Volumetric throughput density refers to:
Processed volume-per-time per volume-of-machinery.

Math (to review):

• v … absolute speed – in m/s – this is kept constant over all layers in this model!
• s … side-length of the product (cube) of the topmost macroscopic assembly chamber
• C … a constant accounting for that the length of robotic motions is not exactly equal to
  the side-length size of the assembly chamber but longer due to curves (and for empty-handed back motions).
  
• B … branching factor, every assembly chamber has B² subchambers -- See: Branching factor
• F … Size ratio of assembly camber size (s*F) to the product size (s) -- See: Chamber to part size ratio
• V … volume of the product
• Vc … Volume of the assembly chamber
• Q … Absolute throughput – in m³/second
• D … Volumetric throughput density – (m³/second)/m³

Time for top assembly chamber (node) to finish one full assembly process.
A full assembly needs to cover the motion distance of B³ motions since the product consists of B³ parts.
Each motion leads through the full chamber size (s*F).
Motions will have curves making the path a bit longer. Accounted for by C (also for empty-handed back-motions x2).
[math] t(0) = (B^3 s F C)/v [/math]
Volume of top nodes final product:
[math] V(0) = s^3 [/math]
Volume of top assembly chamber:
[math] V_C(0) = (s F)^3 [/math]
Absolute throughput of top node:
[math] Q(0) = V(0)/t(0) = (s^2 v) / (B^3 C F) [/math]
Volumetric throughput density of top node:
[math] D(0) = Q(0)/V_C(0) = (v) / (s B^3 C F^4) [/math]

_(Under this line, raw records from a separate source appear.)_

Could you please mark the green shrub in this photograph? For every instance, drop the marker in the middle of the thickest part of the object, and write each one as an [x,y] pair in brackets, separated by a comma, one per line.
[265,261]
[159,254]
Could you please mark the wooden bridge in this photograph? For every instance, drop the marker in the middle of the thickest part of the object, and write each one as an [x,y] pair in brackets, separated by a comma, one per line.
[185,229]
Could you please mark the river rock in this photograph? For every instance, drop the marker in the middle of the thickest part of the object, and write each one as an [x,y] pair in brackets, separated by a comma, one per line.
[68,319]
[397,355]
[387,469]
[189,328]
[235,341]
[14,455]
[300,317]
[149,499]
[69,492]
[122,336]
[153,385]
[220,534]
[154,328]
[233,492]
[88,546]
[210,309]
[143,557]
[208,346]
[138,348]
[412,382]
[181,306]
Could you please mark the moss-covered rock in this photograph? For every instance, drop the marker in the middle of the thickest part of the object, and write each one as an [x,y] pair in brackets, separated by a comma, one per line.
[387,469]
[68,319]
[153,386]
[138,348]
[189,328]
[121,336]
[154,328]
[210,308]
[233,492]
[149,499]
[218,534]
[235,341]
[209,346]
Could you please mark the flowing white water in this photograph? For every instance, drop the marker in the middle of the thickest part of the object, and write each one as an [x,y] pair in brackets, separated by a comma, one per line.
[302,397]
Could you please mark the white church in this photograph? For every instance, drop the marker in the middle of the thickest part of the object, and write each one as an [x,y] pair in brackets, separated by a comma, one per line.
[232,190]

The same for the first sub-layer that has B² assembly chambers that are have a B times smaller sidelength.
[math] t(1) = B^3 (s F C / B^1)/v [/math]
For the volumes we look at the whole sub-layer thus the factor B^2.
[math] V(1) = (s/B^1)^3 (B^2)^1 = s^3 / B^1 [/math]
[math] V_C(1) = (s F/B^1)^3 (B^2)^1 = (s F)^3 / B^1 [/math]
Note: The absolute throughput matches up Q(1) = Q(0) = Q. Just as it needs to. See: Continuity of throughput
[math] Q(1) = V(1)/t(1) = (s^2 v) / (B^3 C F) = Q(0) = Q [/math]
[math] D(1) = Q(1)/V_C(1) = (v B^1) / (s B^3 C F^4) [/math]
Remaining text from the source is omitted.